Borloo bientôt à l’Matignon !

Jean-Louis Borloo bientôt à Matignon

Créé le 06.11.10
Jean-Louis Borloo à l'Elysée le 27 octobre 2010

Jean-Louis Borloo à l’Elysée

REMANIEMENT – Donné favori par certains, critiqué par d’autres, le ministre de l’Ecologie veut jouer sa carte…

Jean-Louis Borloo, considéré comme favori pour Matignon en cas de départ de François Fillon lors du prochain remaniement, a soigné dimanche son profil de centriste, sensible à la "cohésion" et à la "justice sociale" en période de crise. Invité de l’émission politique dominicale de Canal , le ministre de l’Ecologie n’a rien voulu dire des intentions qu’on lui prête. Il a affirmé ne pas avoir discuté avec Nicolas Sarkozy de son éventuelle désignation à Matignon.

Mais il a néanmoins semblé avancer ses pions en évoquant la crise sociale que vient de traverser le pays, avec deux mois d’intense mobilisation contre la réforme des retraites, et en déclarant que le remplacement ou non de François Fillon relèvera d’"un choix politique" d’adaptation à cette réalité.

«Reprendre le chemin de la cohésion sociale»

Interrogé sur sa préférence – rester à l’Ecologie ou être Premier ministre – il a répondu : "Ce que je vois simplement, c’est que cette espèce de débat, que je trouve d’ailleurs assez inélégant à l’égard du Premier ministre et des équipes en place, ne reflète pas la réalité".

"Moi, ce que j’ai entendu de la rue, et d’une manière générale de la crise, c’est que plus il y a de crises, plus il y a besoin de justice sociale, de justice fiscale, de respect", a-t-il dit.

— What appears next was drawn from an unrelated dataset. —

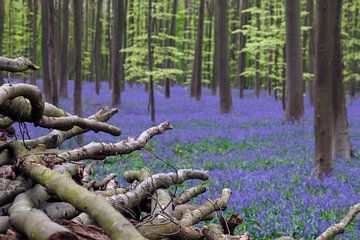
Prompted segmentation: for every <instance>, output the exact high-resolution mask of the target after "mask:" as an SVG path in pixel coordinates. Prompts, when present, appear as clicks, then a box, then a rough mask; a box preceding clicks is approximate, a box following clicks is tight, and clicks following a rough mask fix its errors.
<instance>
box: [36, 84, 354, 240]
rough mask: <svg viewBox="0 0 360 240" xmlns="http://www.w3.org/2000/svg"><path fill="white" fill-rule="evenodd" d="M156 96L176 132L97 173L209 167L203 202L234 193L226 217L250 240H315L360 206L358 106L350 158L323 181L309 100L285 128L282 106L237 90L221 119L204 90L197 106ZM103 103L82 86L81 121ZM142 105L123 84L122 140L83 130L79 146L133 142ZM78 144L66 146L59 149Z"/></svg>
mask: <svg viewBox="0 0 360 240" xmlns="http://www.w3.org/2000/svg"><path fill="white" fill-rule="evenodd" d="M69 84H70V85H69V89H70V90H69V96H70V97H69V98H68V99H61V106H62V107H64V108H65V110H67V111H69V112H71V113H73V112H74V111H73V107H72V106H73V102H72V101H73V99H72V91H71V89H72V88H73V85H72V84H73V83H72V82H70V83H69ZM162 92H163V90H162V89H158V91H157V92H156V97H155V98H156V99H155V104H156V119H157V120H156V122H157V123H160V122H162V121H165V120H168V121H170V122H171V123H172V124H173V126H174V129H173V130H172V131H170V132H167V133H165V134H164V135H159V136H156V137H155V138H154V139H152V140H151V141H150V142H149V145H148V146H147V148H146V149H145V150H142V151H138V152H135V153H132V154H130V155H127V156H125V157H117V158H111V159H109V161H108V163H107V164H100V163H99V164H98V165H97V175H98V176H100V175H105V174H107V173H110V172H116V173H119V176H121V175H122V173H123V172H124V171H126V170H131V169H139V168H141V167H145V166H146V167H149V168H150V169H152V171H153V173H157V172H161V171H174V169H173V167H175V168H177V169H179V168H202V169H206V170H209V173H210V177H211V180H210V181H209V182H210V183H209V184H208V188H209V190H208V193H207V194H208V196H213V197H216V196H219V193H220V192H221V189H222V188H224V187H229V188H231V189H232V190H233V195H232V198H231V201H230V207H229V210H230V211H229V210H228V211H227V214H231V213H232V212H236V213H240V215H241V216H243V217H244V224H243V225H241V226H240V227H238V229H237V230H238V231H239V232H243V231H250V233H251V235H252V237H254V238H256V239H272V238H275V237H277V236H281V235H291V236H294V237H296V238H300V237H304V238H305V239H312V238H314V237H315V236H317V235H319V233H321V232H322V231H324V230H325V229H326V228H327V227H329V226H330V225H331V224H333V223H335V222H339V221H340V219H341V218H342V217H343V216H344V215H345V213H346V212H347V211H348V210H349V207H350V206H351V205H353V204H355V203H357V202H359V200H360V178H359V172H360V161H359V159H360V99H359V100H355V101H354V102H353V103H352V104H351V105H349V106H348V115H349V122H350V135H351V142H352V145H353V149H354V151H355V153H356V156H357V157H356V158H355V159H352V160H341V159H338V160H336V161H335V163H334V174H333V176H332V177H330V178H327V179H325V180H324V181H322V182H321V181H319V180H318V179H317V177H316V175H315V174H314V136H313V109H312V107H310V105H309V103H308V101H306V104H305V108H306V110H305V118H304V121H303V123H302V124H299V125H283V123H282V120H283V115H284V113H283V111H282V109H281V102H280V101H278V102H275V100H274V99H273V97H267V96H265V95H264V96H262V97H261V98H260V99H255V97H254V96H253V95H254V94H253V92H252V91H247V92H246V96H245V99H242V100H241V99H239V98H238V97H237V96H238V91H235V90H234V92H233V104H234V111H233V113H232V114H229V115H221V114H220V113H219V99H218V97H214V96H211V94H210V92H209V91H208V90H206V89H204V90H203V98H202V100H201V101H200V102H196V101H195V100H194V99H190V98H189V97H188V91H187V90H186V89H185V88H182V87H173V88H172V96H171V98H170V99H165V97H164V96H163V94H162ZM110 101H111V94H110V91H109V90H108V85H107V84H106V83H103V85H102V91H101V94H100V95H96V94H95V90H94V84H90V83H84V86H83V110H84V116H88V115H91V114H93V113H95V112H96V111H97V110H99V109H100V108H102V107H104V106H109V104H110ZM147 104H148V95H147V93H145V92H144V88H143V86H134V87H133V88H129V87H127V89H126V91H125V92H123V93H122V104H121V107H120V112H119V113H118V114H117V115H115V116H114V117H113V119H111V121H110V123H112V124H115V125H116V126H118V127H120V128H121V129H122V132H123V133H122V136H121V137H120V138H115V137H112V136H108V135H105V134H96V133H88V134H86V142H90V141H105V142H109V141H118V140H119V139H122V138H125V137H128V136H134V137H135V136H137V134H139V133H140V132H141V131H143V130H145V129H147V128H148V127H149V126H151V122H150V117H149V113H148V111H147ZM29 131H30V135H31V137H35V136H38V135H40V134H41V133H42V131H39V130H38V129H34V128H29ZM76 145H77V144H76V142H75V141H74V140H70V141H69V142H67V143H66V144H65V145H64V147H75V146H76ZM158 157H161V159H159V158H158ZM164 161H166V162H168V163H169V164H166V163H164ZM119 180H120V181H123V180H121V179H119ZM190 184H192V183H190ZM178 191H181V190H179V189H178ZM204 200H205V199H200V201H201V202H202V201H204ZM359 236H360V216H358V217H357V219H355V220H354V221H353V222H352V223H351V224H350V225H349V226H348V228H347V230H346V232H345V234H343V235H342V236H339V237H338V239H354V240H355V239H360V237H359Z"/></svg>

Pêle mêle, se répétant parfois, M. Borloo a appelé à "reprendre le chemin de la cohésion sociale", "bâtir avec tous les partenaires un développement accéléré sur le logement, la qualification de la jeunesse", à "tendre la main aux plus fragiles" et "considérer que la richesse d’un pays ce sont ses ressources humaines".

"Ca ressemble déjà à un programme de Premier ministre", l’a alors interpellé la journaliste Anne-Sophie Lapix. "Non, (à celui) d’un acteur politique complètement engagé", a-t-il répliqué en évoquant notamment son action d’ancien maire de Valenciennes (1989-2002), ville du Nord ayant beaucoup souffert des restructurations industrielles et qu’il a fortement contribué à moderniser.

Habitué aux critiques

L’ancien avocat de 59 ans, parisien d’origine, est revenu sur ses vingt ans de "combat" politique, d’abord à Valenciennes, puis à Paris comme ministre à partir de 2002 (Ville et Rénovation urbaine, Emploi, bref passage à l’Economie en 2007) pour démontrer sa légitimité sur le terrain économique et social.

Il s’est aussi dit habitué à ce que des voix critiques doutent de sa capacité à franchir l’étape suivante. "J’ai l’impression de relire le même film", a-t-il dit en souriant à propos de ses détracteurs. "Tout d’un coup je deviens brouillon, je suis mal coiffé, ou je suis trop bien coiffé, enfin j’ai pas la tête de l’emploi". "Chacun est maintenant à sa vérité, moi je serai à ma vérité dans mon engagement politique où que je sois", a-t-il ajouté. "Il sera pour défendre la justice sociale et l’emploi".

Si le président du Parti radical ne fait pas l’unanimité à l’UMP et dans la majorité parlementaire, il peut compter, hormis les sondages favorables, sur des soutiens dans le camp présidentiel. En évoquant la nécessité d’un "acte II" du quinquennat Sarkozy, avec "un plan de relance sociale" et un renouveau du dialogue avec les syndicats, Jean-Pierre Raffarin a vu récemment en lui un homme "capable" d’impulser ce nouveau cap. La semaine dernière, le monsieur "Retraites" de Nicolas Sarkozy, son conseiller Raymond Soubie avait vanté "la fibre sociale" de Jean-Louis Borloo. "N’en tirez pas d’autre conclusion" avait-il aussitôt ajouté. Auparavant, le bras droit du chef de l’Etat, Claude Guéant, l’avait qualifié "d’orfèvre" en relations sociales.